Intellectual Disability
USMLE Step 1 trap: Relies on IQ cutoffs rather than adaptive functioning domains to grade intellectual disability severity per DSM-5. DSM-5 grades intellectual disability severity (mild, moderate, severe, profound) based on adaptive functioning across conceptual, social, and practical domains — not IQ score alone.
Intellectual disability (ID) is characterized by significant limitations in both intellectual functioning and adaptive behavior, with onset during the developmental period (before age 18). On USMLE Step 1, this topic shows up in two main ways: recognizing the diagnostic criteria when given a clinical vignette, and identifying the underlying etiology from genetic or prenatal clues. It's a lower-yield topic overall, but the questions that do appear tend to target precise understanding of the DSM-5 framework rather than just memorizing a number.
The trickiest part is that students default to thinking about IQ cutoffs as the core of the diagnosis and severity grading. That's outdated. DSM-5 shifted the emphasis to adaptive functioning across three domains — conceptual (academics, reasoning), social (communication, relationships), and practical (self-care, work skills). IQ is still part of the picture for identifying intellectual functioning deficits, but it does not drive severity classification on its own. If a vignette gives you a patient with an IQ of 55 and asks you to classify severity, the answer depends on adaptive functioning, not the number.
Etiology questions on USMLE Step 1 tend to hinge on one key distinction: Down syndrome (trisomy 21) is the most common chromosomal cause of ID, while Fragile X syndrome is the most common inherited (single-gene) cause.
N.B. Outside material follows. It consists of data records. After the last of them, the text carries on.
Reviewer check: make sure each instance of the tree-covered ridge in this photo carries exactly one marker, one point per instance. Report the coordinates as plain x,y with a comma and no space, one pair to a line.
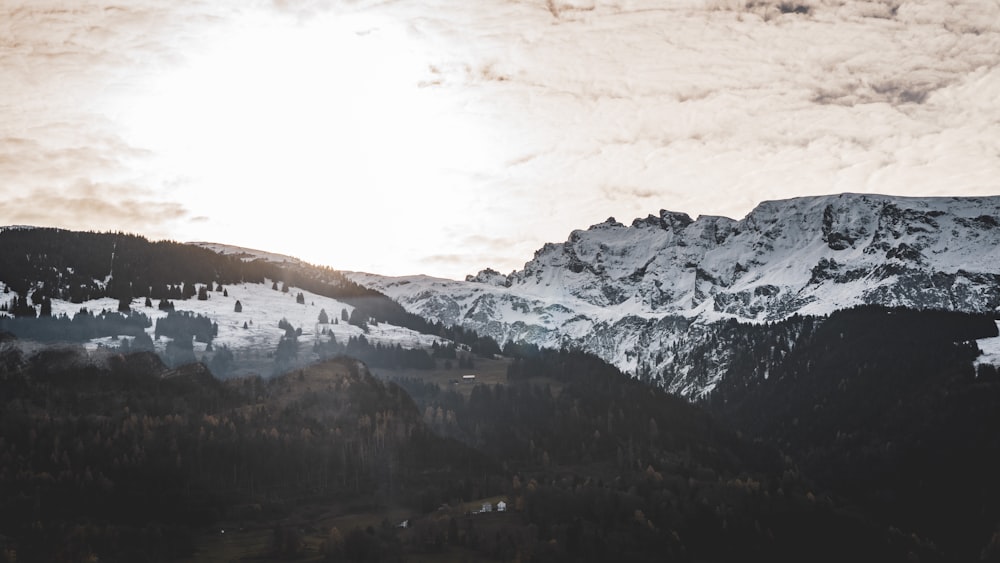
38,265
130,462
607,468
882,406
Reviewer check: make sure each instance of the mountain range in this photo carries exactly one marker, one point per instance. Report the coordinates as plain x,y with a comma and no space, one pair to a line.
639,295
840,406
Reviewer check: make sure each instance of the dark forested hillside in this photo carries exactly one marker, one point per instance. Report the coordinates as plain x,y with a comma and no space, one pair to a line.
883,407
133,462
38,265
605,467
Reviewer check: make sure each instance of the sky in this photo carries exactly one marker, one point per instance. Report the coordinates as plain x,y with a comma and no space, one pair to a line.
441,137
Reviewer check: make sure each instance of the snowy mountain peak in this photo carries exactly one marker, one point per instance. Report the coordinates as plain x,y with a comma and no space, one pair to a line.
628,292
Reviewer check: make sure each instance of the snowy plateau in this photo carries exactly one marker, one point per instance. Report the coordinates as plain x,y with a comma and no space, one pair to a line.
638,296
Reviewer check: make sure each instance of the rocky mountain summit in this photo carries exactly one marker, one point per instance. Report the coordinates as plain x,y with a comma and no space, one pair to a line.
638,295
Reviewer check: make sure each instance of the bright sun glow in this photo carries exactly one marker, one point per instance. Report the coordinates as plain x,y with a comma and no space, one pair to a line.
334,105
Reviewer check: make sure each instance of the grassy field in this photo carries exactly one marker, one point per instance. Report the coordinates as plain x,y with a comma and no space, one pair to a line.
253,542
487,371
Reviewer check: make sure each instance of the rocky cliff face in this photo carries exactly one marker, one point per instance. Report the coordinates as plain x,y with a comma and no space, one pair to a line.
631,294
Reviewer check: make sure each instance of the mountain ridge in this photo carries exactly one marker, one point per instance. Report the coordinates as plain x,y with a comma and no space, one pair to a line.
630,294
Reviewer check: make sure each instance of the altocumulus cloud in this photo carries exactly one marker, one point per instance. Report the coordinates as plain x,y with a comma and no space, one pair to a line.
584,108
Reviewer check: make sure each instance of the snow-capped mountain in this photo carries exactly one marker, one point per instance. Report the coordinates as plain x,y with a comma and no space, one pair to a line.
637,294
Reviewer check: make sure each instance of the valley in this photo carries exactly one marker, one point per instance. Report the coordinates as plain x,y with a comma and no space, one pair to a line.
830,399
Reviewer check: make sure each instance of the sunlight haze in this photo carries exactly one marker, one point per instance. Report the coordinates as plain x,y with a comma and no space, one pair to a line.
442,137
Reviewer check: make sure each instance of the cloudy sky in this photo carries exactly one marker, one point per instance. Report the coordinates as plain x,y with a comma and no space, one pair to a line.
444,136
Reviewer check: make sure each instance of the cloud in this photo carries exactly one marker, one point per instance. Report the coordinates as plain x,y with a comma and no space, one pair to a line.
125,208
524,120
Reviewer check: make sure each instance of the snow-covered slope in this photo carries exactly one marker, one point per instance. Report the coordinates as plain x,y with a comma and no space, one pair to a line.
630,293
253,332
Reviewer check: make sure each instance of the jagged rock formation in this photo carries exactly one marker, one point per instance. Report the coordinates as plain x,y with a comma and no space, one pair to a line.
639,295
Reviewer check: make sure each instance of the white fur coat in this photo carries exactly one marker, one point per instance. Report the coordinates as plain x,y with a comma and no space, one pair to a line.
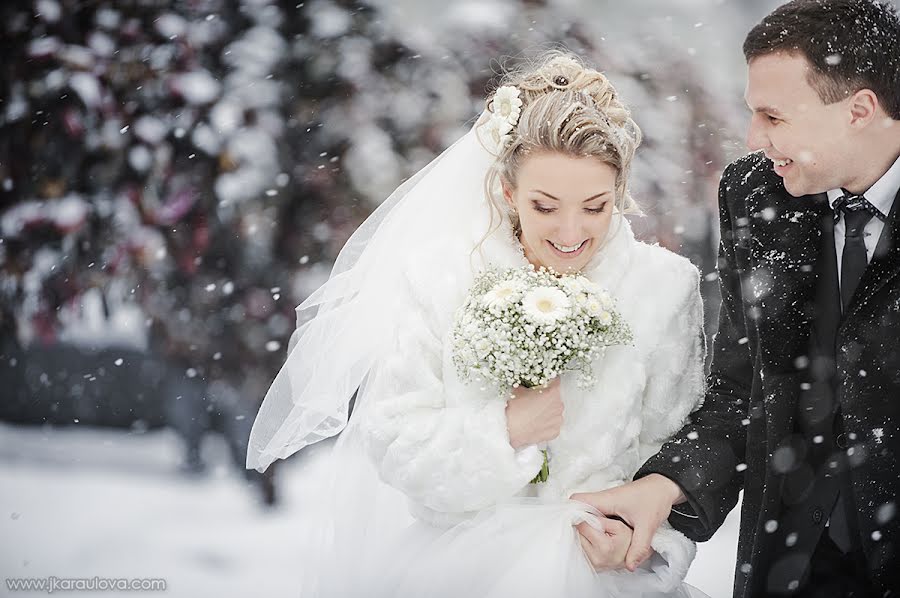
444,443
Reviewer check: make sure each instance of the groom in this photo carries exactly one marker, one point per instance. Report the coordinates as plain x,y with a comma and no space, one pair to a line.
802,410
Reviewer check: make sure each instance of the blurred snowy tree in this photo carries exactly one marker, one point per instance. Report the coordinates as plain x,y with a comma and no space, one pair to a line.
196,165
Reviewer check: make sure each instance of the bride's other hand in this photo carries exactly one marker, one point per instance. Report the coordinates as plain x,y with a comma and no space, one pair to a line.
643,504
535,415
605,549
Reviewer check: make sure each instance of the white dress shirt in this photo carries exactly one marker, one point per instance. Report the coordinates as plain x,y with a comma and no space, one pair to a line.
881,195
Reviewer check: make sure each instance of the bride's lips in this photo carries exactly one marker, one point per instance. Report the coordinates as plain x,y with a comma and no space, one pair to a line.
563,254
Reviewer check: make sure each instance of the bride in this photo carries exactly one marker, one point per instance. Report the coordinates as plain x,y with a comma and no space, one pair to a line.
428,491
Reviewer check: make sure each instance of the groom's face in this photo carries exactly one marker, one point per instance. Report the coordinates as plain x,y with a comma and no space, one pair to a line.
807,141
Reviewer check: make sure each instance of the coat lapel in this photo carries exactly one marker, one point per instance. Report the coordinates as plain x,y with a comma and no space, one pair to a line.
885,264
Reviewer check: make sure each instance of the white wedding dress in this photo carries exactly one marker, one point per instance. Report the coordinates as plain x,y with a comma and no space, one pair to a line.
478,527
425,497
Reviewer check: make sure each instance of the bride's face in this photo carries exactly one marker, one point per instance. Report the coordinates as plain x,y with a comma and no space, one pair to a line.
565,206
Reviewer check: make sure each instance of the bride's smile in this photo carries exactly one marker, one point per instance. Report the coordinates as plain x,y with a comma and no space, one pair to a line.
564,206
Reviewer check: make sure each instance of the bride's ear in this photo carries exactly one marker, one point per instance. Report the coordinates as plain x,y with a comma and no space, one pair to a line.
508,190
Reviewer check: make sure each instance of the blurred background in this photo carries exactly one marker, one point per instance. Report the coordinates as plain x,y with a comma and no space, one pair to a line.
176,176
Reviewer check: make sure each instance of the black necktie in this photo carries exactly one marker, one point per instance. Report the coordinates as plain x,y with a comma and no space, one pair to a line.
857,211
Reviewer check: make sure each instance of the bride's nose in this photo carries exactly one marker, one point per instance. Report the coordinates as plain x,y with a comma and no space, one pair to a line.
570,230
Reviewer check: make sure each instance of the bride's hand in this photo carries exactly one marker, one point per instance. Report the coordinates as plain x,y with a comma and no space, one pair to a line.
605,550
534,415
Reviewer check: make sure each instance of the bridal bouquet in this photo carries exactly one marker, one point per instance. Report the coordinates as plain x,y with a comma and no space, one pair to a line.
525,326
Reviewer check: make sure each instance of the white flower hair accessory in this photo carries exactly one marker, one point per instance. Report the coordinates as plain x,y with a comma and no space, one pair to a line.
506,107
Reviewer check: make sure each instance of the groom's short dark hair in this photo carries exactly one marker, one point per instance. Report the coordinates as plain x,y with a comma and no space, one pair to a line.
851,45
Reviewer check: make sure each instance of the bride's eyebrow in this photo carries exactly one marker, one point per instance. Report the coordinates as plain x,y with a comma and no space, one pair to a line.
591,198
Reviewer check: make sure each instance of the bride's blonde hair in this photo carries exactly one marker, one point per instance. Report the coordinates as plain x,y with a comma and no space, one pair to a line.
570,109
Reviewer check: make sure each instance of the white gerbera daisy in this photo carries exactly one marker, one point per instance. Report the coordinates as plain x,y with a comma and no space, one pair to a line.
545,305
507,105
502,294
605,299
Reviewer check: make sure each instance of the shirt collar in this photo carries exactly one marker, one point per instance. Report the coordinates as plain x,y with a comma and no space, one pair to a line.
881,194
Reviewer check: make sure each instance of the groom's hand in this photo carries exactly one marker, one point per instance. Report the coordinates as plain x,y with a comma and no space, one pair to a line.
605,549
643,504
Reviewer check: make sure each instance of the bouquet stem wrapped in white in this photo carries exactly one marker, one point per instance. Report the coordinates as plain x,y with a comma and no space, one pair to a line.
526,326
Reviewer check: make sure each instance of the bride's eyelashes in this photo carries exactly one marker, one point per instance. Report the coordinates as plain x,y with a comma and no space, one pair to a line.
538,207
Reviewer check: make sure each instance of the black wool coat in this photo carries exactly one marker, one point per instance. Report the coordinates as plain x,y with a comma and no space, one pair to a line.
743,437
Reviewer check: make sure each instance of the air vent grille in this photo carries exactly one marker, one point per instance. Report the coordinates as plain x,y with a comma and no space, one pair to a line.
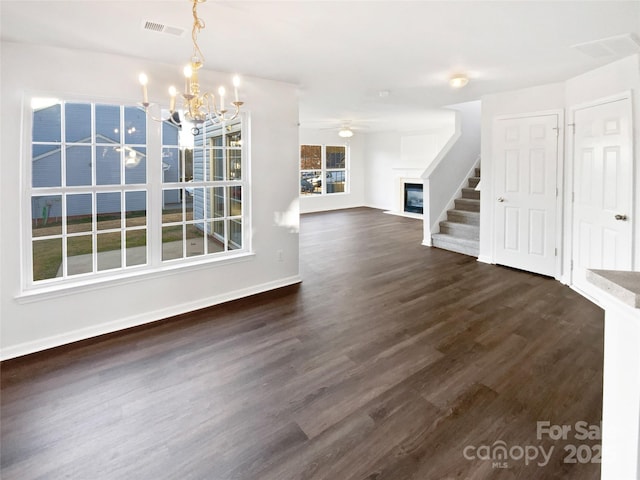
618,46
162,28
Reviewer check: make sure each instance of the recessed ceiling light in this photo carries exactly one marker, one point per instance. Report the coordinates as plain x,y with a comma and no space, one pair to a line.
345,132
459,80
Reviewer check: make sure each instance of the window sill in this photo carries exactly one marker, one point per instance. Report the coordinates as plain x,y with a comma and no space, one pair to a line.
46,292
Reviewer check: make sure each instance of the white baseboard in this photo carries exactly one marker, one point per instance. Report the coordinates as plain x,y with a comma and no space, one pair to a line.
485,259
38,345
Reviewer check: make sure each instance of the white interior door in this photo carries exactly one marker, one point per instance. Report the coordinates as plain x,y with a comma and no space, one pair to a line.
603,182
525,189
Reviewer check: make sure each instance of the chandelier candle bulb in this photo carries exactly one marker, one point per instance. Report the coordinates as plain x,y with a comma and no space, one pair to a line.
197,107
143,81
236,84
221,92
172,101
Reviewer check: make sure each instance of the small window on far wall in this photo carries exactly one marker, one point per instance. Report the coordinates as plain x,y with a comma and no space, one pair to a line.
323,169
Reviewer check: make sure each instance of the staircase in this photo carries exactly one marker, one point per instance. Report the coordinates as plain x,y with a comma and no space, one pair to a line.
461,231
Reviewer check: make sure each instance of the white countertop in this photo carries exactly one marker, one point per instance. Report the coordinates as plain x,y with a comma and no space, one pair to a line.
623,285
Students frequently conflate these two or assume Down syndrome is simply 'the most common cause' without nuance. Knowing that distinction cold will protect you from a well-constructed distractor.
Common misconceptions
What the exam tests
- Know the two required deficit domains for diagnosing intellectual disability — both intellectual functioning AND adaptive functioning must be impaired, with onset before age 18.
- Understand that DSM-5 grades ID severity (mild, moderate, severe, profound) based on adaptive functioning across conceptual, social, and practical domains — not by IQ score cutoffs alone.
- Distinguish between the most common chromosomal cause of ID (Down syndrome, trisomy 21) and the most common inherited single-gene cause (Fragile X syndrome).
- Recognize the full range of etiologies — genetic (chromosomal and single-gene), prenatal (infections, teratogens like alcohol), perinatal (hypoxia, prematurity), and postnatal (lead poisoning, CNS infections, severe neglect).